02:31Et là, il faut imaginer un agent de la police politique portugaise, la PIDE, qui est dans
02:36l'hôpital un matin, à côté de Salazar mourant.
02:39Il regarde nonchalamment par la fenêtre et il voit écrit en énorme « Pour la solitude
02:44du tigre, tuer avec honneur, aimer sans espérance, mourir seul ».

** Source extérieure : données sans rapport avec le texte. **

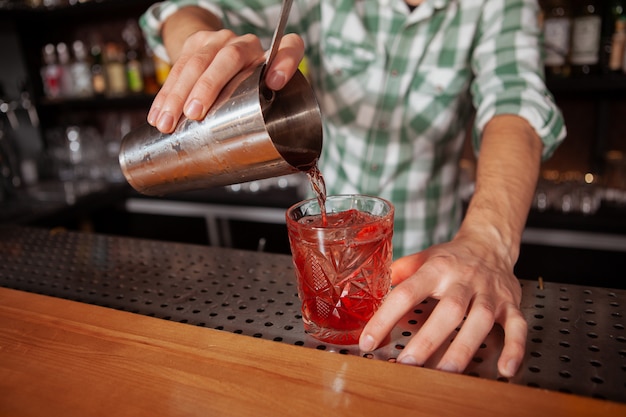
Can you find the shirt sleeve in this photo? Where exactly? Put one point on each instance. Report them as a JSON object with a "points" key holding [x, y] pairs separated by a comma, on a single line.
{"points": [[509, 76]]}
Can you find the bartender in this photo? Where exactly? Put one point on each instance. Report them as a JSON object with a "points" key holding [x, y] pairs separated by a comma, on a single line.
{"points": [[398, 83]]}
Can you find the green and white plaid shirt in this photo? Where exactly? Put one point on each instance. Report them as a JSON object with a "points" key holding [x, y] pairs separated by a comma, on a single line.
{"points": [[397, 90]]}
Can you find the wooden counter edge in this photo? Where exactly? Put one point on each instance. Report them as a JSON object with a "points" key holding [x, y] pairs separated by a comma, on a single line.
{"points": [[67, 358]]}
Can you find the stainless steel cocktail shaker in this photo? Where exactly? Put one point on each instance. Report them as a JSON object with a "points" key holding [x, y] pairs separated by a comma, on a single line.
{"points": [[250, 133]]}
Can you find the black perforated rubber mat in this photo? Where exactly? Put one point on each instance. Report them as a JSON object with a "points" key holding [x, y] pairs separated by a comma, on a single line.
{"points": [[576, 342]]}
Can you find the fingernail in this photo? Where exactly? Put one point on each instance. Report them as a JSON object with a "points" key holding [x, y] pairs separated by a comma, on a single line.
{"points": [[165, 122], [153, 115], [367, 343], [510, 368], [276, 80], [449, 367], [194, 109], [407, 360]]}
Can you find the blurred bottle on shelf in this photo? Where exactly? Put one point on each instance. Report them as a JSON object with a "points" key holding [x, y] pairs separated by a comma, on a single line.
{"points": [[586, 34], [132, 38], [65, 61], [81, 70], [51, 72], [148, 70], [162, 70], [115, 69], [613, 36], [98, 76], [134, 73], [557, 22]]}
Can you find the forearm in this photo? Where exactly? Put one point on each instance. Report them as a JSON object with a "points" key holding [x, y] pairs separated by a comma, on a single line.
{"points": [[183, 23], [508, 168]]}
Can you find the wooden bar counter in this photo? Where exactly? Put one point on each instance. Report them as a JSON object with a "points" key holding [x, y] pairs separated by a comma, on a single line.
{"points": [[64, 358], [95, 325]]}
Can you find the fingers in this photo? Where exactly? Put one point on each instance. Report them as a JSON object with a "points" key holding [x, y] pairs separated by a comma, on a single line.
{"points": [[515, 332], [473, 332], [447, 316], [288, 57], [208, 62], [399, 301]]}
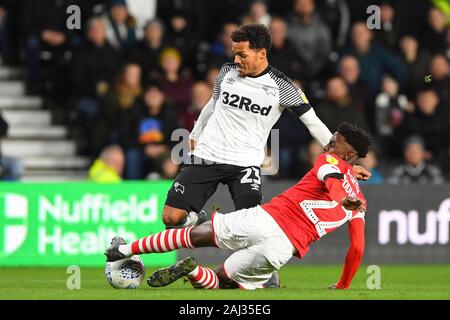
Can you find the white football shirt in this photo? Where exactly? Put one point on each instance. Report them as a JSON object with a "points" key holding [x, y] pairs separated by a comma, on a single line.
{"points": [[244, 109]]}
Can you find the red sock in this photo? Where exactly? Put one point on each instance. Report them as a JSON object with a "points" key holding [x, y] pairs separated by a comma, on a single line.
{"points": [[204, 278], [164, 241]]}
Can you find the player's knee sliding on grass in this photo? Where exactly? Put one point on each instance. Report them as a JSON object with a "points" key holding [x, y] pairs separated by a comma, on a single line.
{"points": [[169, 240], [265, 237]]}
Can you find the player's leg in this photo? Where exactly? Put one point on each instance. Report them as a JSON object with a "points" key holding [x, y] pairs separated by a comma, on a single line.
{"points": [[164, 241], [247, 269], [199, 276], [245, 187], [193, 186]]}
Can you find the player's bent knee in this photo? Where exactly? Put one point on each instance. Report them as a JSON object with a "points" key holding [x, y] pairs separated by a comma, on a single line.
{"points": [[224, 281], [172, 216], [247, 201], [202, 236]]}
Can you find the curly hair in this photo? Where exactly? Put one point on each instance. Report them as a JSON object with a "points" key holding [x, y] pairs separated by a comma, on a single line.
{"points": [[356, 137], [257, 34]]}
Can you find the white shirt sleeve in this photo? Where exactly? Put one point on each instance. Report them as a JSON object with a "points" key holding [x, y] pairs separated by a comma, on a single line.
{"points": [[316, 127], [202, 120]]}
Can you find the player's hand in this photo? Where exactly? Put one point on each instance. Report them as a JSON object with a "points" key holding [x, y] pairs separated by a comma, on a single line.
{"points": [[361, 173], [352, 203], [192, 144]]}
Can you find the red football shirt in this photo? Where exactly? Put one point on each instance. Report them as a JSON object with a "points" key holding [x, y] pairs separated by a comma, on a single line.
{"points": [[308, 210]]}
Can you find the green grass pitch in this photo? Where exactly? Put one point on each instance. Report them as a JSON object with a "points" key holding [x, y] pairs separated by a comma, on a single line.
{"points": [[298, 282]]}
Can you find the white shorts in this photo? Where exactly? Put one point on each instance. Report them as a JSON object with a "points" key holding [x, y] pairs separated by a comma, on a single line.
{"points": [[262, 247]]}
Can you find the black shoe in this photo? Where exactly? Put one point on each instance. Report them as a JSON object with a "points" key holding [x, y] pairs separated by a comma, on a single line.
{"points": [[113, 253], [215, 207], [166, 276], [273, 282], [202, 217]]}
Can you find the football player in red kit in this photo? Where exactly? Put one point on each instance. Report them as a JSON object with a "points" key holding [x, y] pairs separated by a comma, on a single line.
{"points": [[265, 237]]}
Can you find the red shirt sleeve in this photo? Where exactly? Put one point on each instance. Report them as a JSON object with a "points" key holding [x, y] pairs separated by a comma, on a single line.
{"points": [[354, 253], [335, 189]]}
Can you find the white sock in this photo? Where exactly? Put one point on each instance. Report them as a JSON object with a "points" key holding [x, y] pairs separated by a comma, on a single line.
{"points": [[191, 219], [126, 249]]}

02:49Et donc évidemment, il se dit quoi ? Il se dit « Quelle est la vermine communiste qui
02:54insulte notre chef suprême Salazar dans un moment si difficile ? Quelle indignité ! Arrêtez-moi
02:59les responsables tout de suite ! » Et immédiatement, la PIDE a envoyé des agents arrêter mon
03:03père, sauf qu'il n'était pas là, et donc ils ont arrêté mon oncle qu'ils ont jeté
03:08en prison.
03:09Et là, mon oncle, il a dit « Non mais en fait, vous allez rire, on parlait de Alain
03:13Delon en fait, c'est marrant, non ? ». « Non, c'est pas marrant », répondit la PIDE, espèce
03:17de sale menteur communiste.
03:19« Non mais la vie de ma mère, si ! Le samouraï, tout ça, il tue des gens, il parle pas beaucoup,
03:23Mathieu Noël ! ». « Mathieu qui ? Tu te fous de ma gueule ? ». Alors mon oncle, il a fini
03:27par prouver sa bonne foi en faisant apporter des documents sur le film, et il a été relâché.
03:31Et c'est d'autant plus heureux que ce que la PIDE ne savait pas, c'est que mon papa
03:35donnait effectivement en scred de l'argent tous les ans aux communistes portugais.
03:40Bon, Salazar, il a quand même vécu encore un an et demi, et en 1974, il y a exactement
03:4450 ans, son régime est tombé grâce à un coup d'État militaire, où les militaires,
03:49une fois le coup d'État passé, ils ont rendu le pouvoir aux civils, ce qui n'arrive jamais.
03:55Les portugais, ils ne sont peut-être pas Goya ou Velazquez, mais ils sont hyper forts en révolution.